In the final workshop, participants presented their findings to their peers and a panel of design and educational professionals. The group discussed the content and process of the programme, reflecting on how design methods might contribute to their own projects and disciplines in the future.

Image: Nohara Lab

Due to its diversity of participants and their impressive engagement with the material, the programme was a great opportunity for both students and staff to learn about alternative learning methods and to develop creative elements in their various disciplines.

Image: Nohara Lab

As one participant reflected ”I was able to learn important skills during these events. The design activities in the workshops were new to me. It was challenging but I enjoyed that…I have always thought about undertaking my own transdisciplinary research to tackle real problems. I found I have been missing the field of art and design and I think it is useful when I work with non-scientists.”

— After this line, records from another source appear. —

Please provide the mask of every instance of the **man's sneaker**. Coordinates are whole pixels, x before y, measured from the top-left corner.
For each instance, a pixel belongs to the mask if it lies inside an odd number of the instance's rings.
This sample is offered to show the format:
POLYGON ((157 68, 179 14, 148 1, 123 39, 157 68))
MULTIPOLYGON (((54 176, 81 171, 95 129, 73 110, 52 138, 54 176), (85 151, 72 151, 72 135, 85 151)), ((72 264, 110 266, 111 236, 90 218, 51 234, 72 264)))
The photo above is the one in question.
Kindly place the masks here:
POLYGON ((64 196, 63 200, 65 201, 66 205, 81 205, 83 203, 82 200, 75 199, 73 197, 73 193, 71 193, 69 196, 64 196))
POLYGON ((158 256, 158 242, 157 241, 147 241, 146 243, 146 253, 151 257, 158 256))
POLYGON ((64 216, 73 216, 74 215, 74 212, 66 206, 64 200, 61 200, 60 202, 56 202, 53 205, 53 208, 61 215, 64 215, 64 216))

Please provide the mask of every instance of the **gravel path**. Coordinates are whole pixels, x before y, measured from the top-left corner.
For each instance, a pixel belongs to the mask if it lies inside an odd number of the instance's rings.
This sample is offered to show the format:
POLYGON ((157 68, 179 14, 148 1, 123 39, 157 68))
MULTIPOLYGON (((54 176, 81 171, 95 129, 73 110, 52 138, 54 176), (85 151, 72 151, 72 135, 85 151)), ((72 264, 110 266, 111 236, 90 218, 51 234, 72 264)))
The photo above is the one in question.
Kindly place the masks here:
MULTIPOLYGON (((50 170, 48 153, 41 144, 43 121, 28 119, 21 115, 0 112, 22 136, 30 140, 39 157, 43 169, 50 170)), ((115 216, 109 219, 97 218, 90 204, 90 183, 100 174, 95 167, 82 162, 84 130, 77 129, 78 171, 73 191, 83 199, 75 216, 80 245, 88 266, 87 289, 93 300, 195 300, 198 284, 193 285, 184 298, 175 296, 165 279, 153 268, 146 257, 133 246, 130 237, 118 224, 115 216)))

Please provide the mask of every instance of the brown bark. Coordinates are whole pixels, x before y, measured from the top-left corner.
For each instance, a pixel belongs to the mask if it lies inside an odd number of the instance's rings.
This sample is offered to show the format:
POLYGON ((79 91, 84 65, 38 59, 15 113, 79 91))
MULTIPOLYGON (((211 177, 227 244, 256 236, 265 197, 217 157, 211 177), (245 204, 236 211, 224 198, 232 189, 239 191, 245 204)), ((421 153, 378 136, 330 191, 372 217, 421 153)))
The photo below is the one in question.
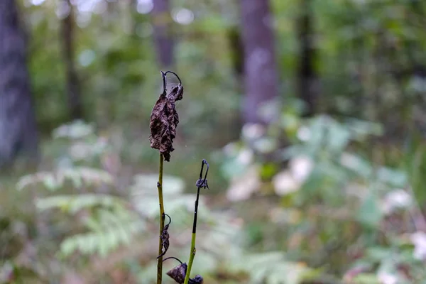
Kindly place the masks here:
POLYGON ((278 96, 273 18, 268 0, 240 0, 244 45, 243 117, 246 123, 268 123, 259 108, 278 96))
POLYGON ((14 0, 0 1, 0 165, 18 153, 36 157, 38 133, 25 36, 14 0))
POLYGON ((169 0, 153 0, 153 38, 158 60, 162 67, 170 67, 173 65, 174 52, 170 2, 169 0))
POLYGON ((63 0, 68 5, 68 14, 62 20, 62 36, 63 56, 67 76, 67 97, 71 119, 78 119, 83 116, 78 75, 74 64, 74 10, 70 0, 63 0))

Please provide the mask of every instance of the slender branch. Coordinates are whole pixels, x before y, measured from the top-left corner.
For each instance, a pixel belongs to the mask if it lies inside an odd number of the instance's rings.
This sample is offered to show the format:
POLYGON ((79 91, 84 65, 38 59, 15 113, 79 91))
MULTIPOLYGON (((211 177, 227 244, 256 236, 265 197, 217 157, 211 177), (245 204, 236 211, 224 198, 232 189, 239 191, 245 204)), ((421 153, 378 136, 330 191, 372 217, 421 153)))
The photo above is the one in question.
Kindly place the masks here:
POLYGON ((187 270, 186 275, 185 276, 185 282, 184 284, 188 284, 190 280, 190 275, 191 273, 191 268, 192 268, 192 263, 194 262, 194 258, 195 258, 195 253, 197 249, 195 248, 195 239, 197 237, 197 216, 198 212, 198 201, 200 200, 200 189, 201 187, 209 188, 207 185, 207 173, 209 172, 209 163, 205 160, 202 160, 201 163, 201 170, 200 172, 200 179, 197 181, 196 185, 197 187, 197 198, 195 199, 195 209, 194 210, 194 222, 192 224, 192 237, 191 239, 191 250, 190 251, 190 261, 188 261, 188 268, 187 270), (206 170, 206 173, 204 175, 204 179, 202 179, 202 171, 204 165, 207 165, 207 169, 206 170))
POLYGON ((182 261, 180 261, 180 259, 179 259, 179 258, 175 258, 175 256, 169 256, 169 257, 168 257, 168 258, 164 258, 164 259, 163 260, 163 262, 164 262, 164 261, 167 261, 168 259, 175 259, 175 260, 176 260, 176 261, 179 261, 179 262, 180 263, 180 264, 183 264, 183 263, 182 263, 182 261))
MULTIPOLYGON (((157 188, 158 189, 158 201, 160 203, 160 235, 158 236, 158 255, 163 253, 163 242, 161 241, 161 234, 164 230, 164 202, 163 201, 163 165, 164 157, 160 153, 160 166, 158 169, 158 182, 157 182, 157 188)), ((163 278, 163 256, 158 259, 157 262, 157 284, 161 284, 163 278)))

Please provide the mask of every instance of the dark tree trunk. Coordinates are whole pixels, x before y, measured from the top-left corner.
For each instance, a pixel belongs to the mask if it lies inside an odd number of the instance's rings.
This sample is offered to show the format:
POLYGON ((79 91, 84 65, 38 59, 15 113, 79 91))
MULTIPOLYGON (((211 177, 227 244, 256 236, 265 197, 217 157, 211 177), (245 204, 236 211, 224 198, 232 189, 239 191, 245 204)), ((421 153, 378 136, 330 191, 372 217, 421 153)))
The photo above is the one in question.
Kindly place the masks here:
POLYGON ((0 164, 18 153, 34 158, 38 134, 24 33, 14 0, 0 1, 0 164))
POLYGON ((170 67, 173 65, 174 43, 169 0, 153 0, 153 4, 152 18, 158 60, 162 67, 170 67))
POLYGON ((64 60, 67 75, 67 96, 68 107, 72 119, 83 116, 78 76, 74 65, 74 11, 70 0, 63 0, 68 5, 68 14, 62 20, 62 36, 64 60))
POLYGON ((246 93, 244 121, 267 124, 269 121, 259 115, 259 108, 278 96, 273 16, 268 0, 240 1, 246 93))
POLYGON ((315 113, 318 106, 318 86, 315 68, 317 55, 312 43, 314 35, 311 0, 300 1, 300 16, 297 21, 299 38, 299 66, 297 70, 297 93, 306 104, 306 116, 315 113))

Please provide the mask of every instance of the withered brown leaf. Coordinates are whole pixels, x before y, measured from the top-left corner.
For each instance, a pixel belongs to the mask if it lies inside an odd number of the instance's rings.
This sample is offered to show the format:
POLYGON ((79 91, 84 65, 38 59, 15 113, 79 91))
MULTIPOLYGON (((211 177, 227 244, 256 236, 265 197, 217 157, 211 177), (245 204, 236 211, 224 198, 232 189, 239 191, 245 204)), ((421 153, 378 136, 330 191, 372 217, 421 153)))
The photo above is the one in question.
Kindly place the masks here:
MULTIPOLYGON (((187 268, 186 263, 183 263, 168 271, 167 275, 178 283, 183 284, 187 268)), ((189 281, 190 284, 203 284, 203 282, 204 279, 198 274, 193 278, 190 278, 189 281)))
POLYGON ((183 87, 181 84, 173 87, 168 94, 165 89, 154 105, 151 115, 151 146, 159 150, 164 160, 168 162, 170 160, 170 152, 175 150, 173 143, 179 123, 175 102, 182 97, 183 87))

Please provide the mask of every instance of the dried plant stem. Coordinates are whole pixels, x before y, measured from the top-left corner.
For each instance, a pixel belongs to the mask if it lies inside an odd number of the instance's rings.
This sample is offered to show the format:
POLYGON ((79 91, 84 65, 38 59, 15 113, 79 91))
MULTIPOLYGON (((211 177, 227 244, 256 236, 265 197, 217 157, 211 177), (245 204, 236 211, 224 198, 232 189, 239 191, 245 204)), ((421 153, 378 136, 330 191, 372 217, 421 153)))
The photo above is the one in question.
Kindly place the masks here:
POLYGON ((197 190, 197 199, 195 200, 195 210, 194 211, 194 223, 192 224, 192 237, 191 239, 191 250, 190 252, 190 261, 188 261, 188 269, 187 270, 186 275, 185 276, 184 284, 188 284, 190 280, 190 274, 191 273, 191 268, 192 268, 192 262, 194 262, 194 258, 195 257, 195 238, 197 237, 197 212, 198 212, 198 200, 200 198, 200 189, 198 187, 197 190))
MULTIPOLYGON (((160 203, 160 235, 158 236, 158 256, 163 253, 163 242, 161 241, 161 234, 164 230, 164 202, 163 201, 163 165, 164 157, 160 153, 160 166, 158 168, 158 182, 157 188, 158 189, 158 201, 160 203)), ((157 262, 157 284, 161 284, 163 280, 163 256, 158 259, 157 262)))

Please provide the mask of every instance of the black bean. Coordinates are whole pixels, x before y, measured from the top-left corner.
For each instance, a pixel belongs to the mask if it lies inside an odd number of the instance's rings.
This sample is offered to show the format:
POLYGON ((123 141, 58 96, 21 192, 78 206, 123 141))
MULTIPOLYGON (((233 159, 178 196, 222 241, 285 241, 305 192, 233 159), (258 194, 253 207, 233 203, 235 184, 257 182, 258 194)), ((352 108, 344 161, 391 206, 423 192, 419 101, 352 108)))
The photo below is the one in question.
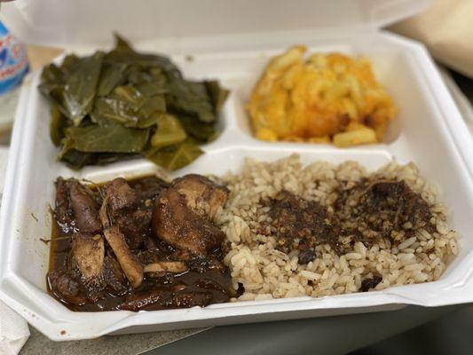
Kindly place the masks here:
POLYGON ((301 254, 299 254, 299 264, 301 265, 304 264, 309 264, 313 259, 315 259, 315 251, 312 249, 305 249, 304 251, 301 251, 301 254))
POLYGON ((361 291, 367 292, 371 288, 374 288, 378 283, 382 280, 381 276, 373 276, 372 279, 365 279, 361 281, 361 291))

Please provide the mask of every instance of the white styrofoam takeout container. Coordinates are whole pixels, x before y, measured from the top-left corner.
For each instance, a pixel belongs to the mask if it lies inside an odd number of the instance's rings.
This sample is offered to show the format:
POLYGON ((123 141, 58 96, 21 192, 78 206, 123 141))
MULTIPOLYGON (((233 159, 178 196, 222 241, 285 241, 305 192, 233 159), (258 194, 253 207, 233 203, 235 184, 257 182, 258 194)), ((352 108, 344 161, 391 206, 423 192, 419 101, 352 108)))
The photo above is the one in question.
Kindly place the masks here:
POLYGON ((439 186, 450 208, 451 224, 461 235, 460 254, 438 281, 367 294, 136 313, 71 312, 46 292, 49 245, 40 238, 51 234, 53 181, 63 176, 100 182, 153 173, 156 168, 136 160, 76 172, 58 162, 58 150, 48 133, 49 105, 36 90, 39 73, 34 73, 20 97, 0 214, 2 301, 58 341, 473 301, 473 144, 424 48, 377 29, 414 13, 427 2, 297 0, 289 5, 270 0, 185 4, 184 0, 148 0, 131 5, 129 1, 115 0, 114 12, 109 11, 110 3, 67 2, 65 7, 60 0, 19 0, 3 5, 2 20, 23 39, 67 45, 79 51, 109 45, 111 30, 118 29, 138 43, 140 50, 171 54, 188 77, 218 78, 230 88, 220 138, 205 146, 206 154, 175 175, 238 171, 245 156, 274 160, 291 153, 299 153, 305 162, 355 160, 372 169, 392 159, 414 162, 423 176, 439 186), (137 29, 140 26, 141 32, 137 29), (158 39, 149 40, 154 35, 158 39), (100 44, 106 38, 108 43, 100 44), (251 137, 245 101, 268 59, 294 43, 306 43, 312 51, 337 51, 371 59, 379 80, 400 109, 385 142, 338 149, 329 145, 265 143, 251 137), (193 60, 185 59, 188 54, 193 60))

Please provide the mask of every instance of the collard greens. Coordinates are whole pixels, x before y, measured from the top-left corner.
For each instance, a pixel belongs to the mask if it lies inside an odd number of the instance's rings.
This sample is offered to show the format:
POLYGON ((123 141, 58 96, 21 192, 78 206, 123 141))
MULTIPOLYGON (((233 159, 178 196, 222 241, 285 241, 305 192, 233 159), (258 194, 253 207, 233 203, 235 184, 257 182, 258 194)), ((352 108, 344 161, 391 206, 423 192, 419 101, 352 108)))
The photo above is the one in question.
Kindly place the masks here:
POLYGON ((74 169, 137 155, 180 169, 215 138, 227 95, 217 82, 188 81, 168 58, 135 51, 118 36, 109 52, 45 67, 39 90, 52 102, 59 159, 74 169))

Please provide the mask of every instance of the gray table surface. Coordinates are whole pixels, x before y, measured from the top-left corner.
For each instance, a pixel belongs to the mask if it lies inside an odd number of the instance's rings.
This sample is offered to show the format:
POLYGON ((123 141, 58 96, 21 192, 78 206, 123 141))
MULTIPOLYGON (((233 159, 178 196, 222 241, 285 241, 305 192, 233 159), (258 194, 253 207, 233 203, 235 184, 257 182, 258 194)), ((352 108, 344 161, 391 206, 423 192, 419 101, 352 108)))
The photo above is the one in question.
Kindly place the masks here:
MULTIPOLYGON (((471 81, 469 84, 471 85, 471 81)), ((473 101, 473 97, 469 99, 473 101)), ((471 123, 469 128, 473 134, 471 123)), ((5 144, 4 141, 8 144, 7 140, 0 138, 0 144, 5 144)), ((67 343, 51 342, 30 327, 31 337, 23 347, 21 355, 138 354, 145 351, 148 351, 148 355, 190 352, 228 355, 343 354, 451 314, 460 308, 408 306, 400 311, 379 313, 220 327, 208 330, 104 336, 67 343)), ((473 318, 471 307, 467 312, 469 319, 473 318)))
POLYGON ((438 319, 460 307, 407 306, 392 312, 109 335, 63 343, 51 342, 31 328, 31 337, 20 354, 344 354, 438 319))

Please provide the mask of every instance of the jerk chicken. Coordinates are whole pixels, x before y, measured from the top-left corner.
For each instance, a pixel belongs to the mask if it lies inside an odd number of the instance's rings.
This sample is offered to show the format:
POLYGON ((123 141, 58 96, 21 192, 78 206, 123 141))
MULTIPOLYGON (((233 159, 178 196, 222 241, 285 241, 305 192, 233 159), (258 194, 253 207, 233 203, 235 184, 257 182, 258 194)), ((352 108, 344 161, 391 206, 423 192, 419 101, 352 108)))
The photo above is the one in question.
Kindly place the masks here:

The scope of learning expanded both ways, with the teaching programme being revised and adapted in response to the participants’ engagement in each of the workshops. wearable light proved more important as a vehicle for experiencing and learning design methods, rather than a brief specifically for developing prototypes. Having said this, the concepts for wearable light explored in the workshop could be taken forward into fully-fledged design projects.

Image: Nohara Lab

During my residency I visited a range of Tokyo Tech research labs to explore the potential for future collaborations between Tokyo Tech and Central Saint Martins. I identified a broad range of themes from urban architecture to bio-mimetic robots and drones; global entrepreneurial leadership to metallurgy and industrial steel processing; molecular robotics to bio-informatics, artificial intelligence and virtual reality simulations. These visits uncovered a huge bank of potential for development, which is now being further explored between academic staff at the two institutions.

Further conversations between myself and Professor Nohara at Tokyo Tech instigated discussions of a project on “wearables” in relation to the preparations for the Tokyo 2020 Olympics. Central Saint Martins academics Betti Marenko and Heather Barnett explored the potential of this project further in their respective residencies and it is now the first to be taken forward with funding from the Tokyo Arts Council.